During the five-hour long wait, in which Alesha conversed in whispers with the spectre of Death, she was asked to go to “a male ward and from the male ward to the female ward.” Upon repeatedly spiralling up and down staircases at the Lady Reading Hospital her party came to know that the hospital had “not a place where a transgender in a critical condition can be treated no place in (sic) ICU no place in (sic) ward.” And so Alesha was “put on a bed in front of the lavatory” to wait for some tabib and some pity. She was put in front of the lavatory, perhaps, because her people wanted to demonstrate their powerlessness in a society that prides itself on its hyper-masculine and heteronormative power. Perhaps, she was put in front of the hospital lavatory so as to demonstrate the costs of infra-humanisation borne by the queer being in any heteronormative civilisation. Perhaps it was done because, as ‘things-to-be-done’ go, this was the only thing that could be done.

If you’re wondering has this scene been played out before, then the answer is: yes, this scene has been played out before. In fact, irrevocable despair has been performed so many times that it has seeped into the very bones of the queer being. Because it has always been the case that the queer one’s existence, in a heteronormative civilisation, becomes an endless tape of repeating horrors; an eternal recurrence of fear and trembling. Since heteronormativity fears the visibility and normalisation of the queer identity, it attacks the most visible of the queer ones first, in order to terrorise the least visible into hiding.

Consider, for example, a time, not so long ago, when a mad demagogue, with an ill-placed moustache, on April 4, 1938, passed a Gestapo directive indicating that men convicted of homosexuality could be incarcerated in concentration camps.

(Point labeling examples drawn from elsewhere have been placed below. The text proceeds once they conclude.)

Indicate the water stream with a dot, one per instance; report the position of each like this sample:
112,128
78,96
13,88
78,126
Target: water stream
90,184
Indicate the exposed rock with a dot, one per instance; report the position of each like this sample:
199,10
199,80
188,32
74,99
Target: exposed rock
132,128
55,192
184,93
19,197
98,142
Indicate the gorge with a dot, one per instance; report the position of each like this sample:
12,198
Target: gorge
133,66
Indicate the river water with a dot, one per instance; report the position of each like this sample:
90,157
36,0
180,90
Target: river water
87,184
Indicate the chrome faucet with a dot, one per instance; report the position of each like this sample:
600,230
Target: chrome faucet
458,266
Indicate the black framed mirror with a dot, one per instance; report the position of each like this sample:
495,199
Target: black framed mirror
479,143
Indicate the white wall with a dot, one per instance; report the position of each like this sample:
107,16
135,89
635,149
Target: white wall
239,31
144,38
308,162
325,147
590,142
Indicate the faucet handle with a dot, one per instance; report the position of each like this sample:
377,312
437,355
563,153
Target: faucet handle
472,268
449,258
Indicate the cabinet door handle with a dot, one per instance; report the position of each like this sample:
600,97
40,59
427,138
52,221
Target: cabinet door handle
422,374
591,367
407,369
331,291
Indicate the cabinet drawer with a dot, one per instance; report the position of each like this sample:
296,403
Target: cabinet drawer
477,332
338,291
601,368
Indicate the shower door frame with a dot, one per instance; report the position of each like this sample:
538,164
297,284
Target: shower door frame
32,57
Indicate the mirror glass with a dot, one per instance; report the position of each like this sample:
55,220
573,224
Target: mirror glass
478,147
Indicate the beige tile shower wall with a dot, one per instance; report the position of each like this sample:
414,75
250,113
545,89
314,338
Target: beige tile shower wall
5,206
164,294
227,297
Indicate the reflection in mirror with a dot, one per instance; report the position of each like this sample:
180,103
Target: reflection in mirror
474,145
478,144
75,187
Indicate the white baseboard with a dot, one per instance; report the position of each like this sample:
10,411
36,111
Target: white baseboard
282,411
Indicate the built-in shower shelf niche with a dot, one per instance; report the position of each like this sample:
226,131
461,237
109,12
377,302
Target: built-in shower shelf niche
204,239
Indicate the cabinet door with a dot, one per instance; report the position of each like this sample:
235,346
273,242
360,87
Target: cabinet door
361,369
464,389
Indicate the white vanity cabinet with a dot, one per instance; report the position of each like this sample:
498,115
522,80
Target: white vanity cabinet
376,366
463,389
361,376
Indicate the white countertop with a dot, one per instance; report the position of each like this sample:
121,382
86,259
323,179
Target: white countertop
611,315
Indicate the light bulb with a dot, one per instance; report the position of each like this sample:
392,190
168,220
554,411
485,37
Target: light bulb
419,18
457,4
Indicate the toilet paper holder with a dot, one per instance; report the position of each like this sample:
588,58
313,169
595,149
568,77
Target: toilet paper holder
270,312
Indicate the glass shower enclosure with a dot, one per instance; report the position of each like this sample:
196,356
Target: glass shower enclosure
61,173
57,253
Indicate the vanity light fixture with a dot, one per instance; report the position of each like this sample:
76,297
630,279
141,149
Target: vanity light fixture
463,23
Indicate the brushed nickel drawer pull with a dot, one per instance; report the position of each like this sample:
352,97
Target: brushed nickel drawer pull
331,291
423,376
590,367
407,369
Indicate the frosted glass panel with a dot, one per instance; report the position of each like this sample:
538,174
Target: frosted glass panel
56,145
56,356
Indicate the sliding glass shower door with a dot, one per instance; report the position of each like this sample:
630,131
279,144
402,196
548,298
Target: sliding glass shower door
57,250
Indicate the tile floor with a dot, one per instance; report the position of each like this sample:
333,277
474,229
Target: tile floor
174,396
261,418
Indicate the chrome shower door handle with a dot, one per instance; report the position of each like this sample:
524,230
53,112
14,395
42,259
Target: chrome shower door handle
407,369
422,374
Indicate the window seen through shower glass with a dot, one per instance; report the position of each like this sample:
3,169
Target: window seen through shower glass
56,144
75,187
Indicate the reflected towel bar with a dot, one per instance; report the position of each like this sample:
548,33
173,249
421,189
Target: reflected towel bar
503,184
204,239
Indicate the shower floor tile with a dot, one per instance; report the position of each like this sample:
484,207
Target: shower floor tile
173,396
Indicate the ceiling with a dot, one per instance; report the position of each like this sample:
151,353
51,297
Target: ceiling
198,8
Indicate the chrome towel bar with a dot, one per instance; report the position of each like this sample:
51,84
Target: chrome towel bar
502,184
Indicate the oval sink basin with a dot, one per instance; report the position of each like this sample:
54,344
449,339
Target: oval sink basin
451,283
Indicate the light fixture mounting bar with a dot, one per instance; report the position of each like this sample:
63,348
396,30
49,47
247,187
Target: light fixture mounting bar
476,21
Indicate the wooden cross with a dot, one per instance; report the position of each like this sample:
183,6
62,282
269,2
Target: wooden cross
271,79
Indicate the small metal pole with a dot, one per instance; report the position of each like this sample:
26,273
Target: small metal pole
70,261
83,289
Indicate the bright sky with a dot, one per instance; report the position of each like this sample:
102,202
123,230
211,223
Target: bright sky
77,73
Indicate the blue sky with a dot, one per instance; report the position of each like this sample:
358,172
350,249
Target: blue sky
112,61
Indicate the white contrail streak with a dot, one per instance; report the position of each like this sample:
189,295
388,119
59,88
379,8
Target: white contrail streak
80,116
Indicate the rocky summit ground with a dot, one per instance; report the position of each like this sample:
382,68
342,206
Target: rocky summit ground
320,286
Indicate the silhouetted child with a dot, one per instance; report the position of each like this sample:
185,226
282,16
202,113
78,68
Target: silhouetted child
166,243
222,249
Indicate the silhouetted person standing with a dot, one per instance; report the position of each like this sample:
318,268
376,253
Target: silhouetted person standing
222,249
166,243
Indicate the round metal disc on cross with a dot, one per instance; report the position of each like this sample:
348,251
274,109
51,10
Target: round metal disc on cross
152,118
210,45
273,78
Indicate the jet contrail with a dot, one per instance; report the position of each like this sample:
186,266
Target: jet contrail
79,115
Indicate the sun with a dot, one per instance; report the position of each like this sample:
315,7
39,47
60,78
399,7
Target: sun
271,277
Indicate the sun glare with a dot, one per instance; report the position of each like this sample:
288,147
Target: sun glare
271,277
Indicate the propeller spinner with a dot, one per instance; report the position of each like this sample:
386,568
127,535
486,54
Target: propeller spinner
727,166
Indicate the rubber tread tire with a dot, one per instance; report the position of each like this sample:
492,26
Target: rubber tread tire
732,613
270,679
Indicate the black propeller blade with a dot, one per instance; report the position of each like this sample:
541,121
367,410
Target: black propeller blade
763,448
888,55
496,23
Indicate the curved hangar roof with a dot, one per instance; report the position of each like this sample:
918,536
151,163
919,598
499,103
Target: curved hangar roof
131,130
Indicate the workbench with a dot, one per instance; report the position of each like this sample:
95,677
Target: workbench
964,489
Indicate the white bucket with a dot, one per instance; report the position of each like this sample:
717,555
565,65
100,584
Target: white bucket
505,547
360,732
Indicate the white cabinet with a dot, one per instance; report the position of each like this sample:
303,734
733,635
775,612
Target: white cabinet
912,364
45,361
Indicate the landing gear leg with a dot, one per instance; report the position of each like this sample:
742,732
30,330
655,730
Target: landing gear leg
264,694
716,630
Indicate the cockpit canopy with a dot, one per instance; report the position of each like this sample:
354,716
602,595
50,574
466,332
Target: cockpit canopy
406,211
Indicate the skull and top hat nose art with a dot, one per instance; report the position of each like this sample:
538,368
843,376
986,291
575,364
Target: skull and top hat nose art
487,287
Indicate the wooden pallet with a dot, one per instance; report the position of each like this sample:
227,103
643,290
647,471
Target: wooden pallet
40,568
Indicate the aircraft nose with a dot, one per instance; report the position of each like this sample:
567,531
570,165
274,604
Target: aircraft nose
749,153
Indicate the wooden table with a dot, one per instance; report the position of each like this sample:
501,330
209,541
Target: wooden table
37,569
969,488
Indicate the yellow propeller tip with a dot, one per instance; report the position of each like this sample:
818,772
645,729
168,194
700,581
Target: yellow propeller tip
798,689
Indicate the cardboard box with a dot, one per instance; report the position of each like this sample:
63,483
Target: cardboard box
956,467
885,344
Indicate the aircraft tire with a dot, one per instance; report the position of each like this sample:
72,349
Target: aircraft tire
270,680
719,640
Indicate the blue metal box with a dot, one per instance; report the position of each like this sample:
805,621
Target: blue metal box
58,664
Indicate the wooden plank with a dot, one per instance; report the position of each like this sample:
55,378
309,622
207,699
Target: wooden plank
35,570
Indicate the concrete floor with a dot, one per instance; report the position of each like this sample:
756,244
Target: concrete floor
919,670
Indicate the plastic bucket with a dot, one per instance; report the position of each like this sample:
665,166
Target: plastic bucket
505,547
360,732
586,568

Between 1933 and 1945, 150,000 men were arrested and most of them were interned in these concentration camps. ‘How many’ you wonder? This cannot be validated with absolute certainty since very little data exists on the number of queer ones butchered by what was seen as the pinnacle of Man’s civilisation at the time with its Autobahns and full-employment. Neither can we account for the percentage of the total population the queer ones lost? As the United States Holocaust Memorial puts it “there are no known statistics for the number of homosexuals who died in the camps.” All we know is that they did die - isolated and dehumanised. And the two-hour long video evidence that the Allied Powers showed at their Palace of Justice, in Nuremberg, didn’t allot a single minute to queer loss. Even as good men won against evil men, the queer remained isolated and dehumanised. As they do today. Incidentally, in Pakistan, we, too, don’t have any statistics about the queer population or their losses.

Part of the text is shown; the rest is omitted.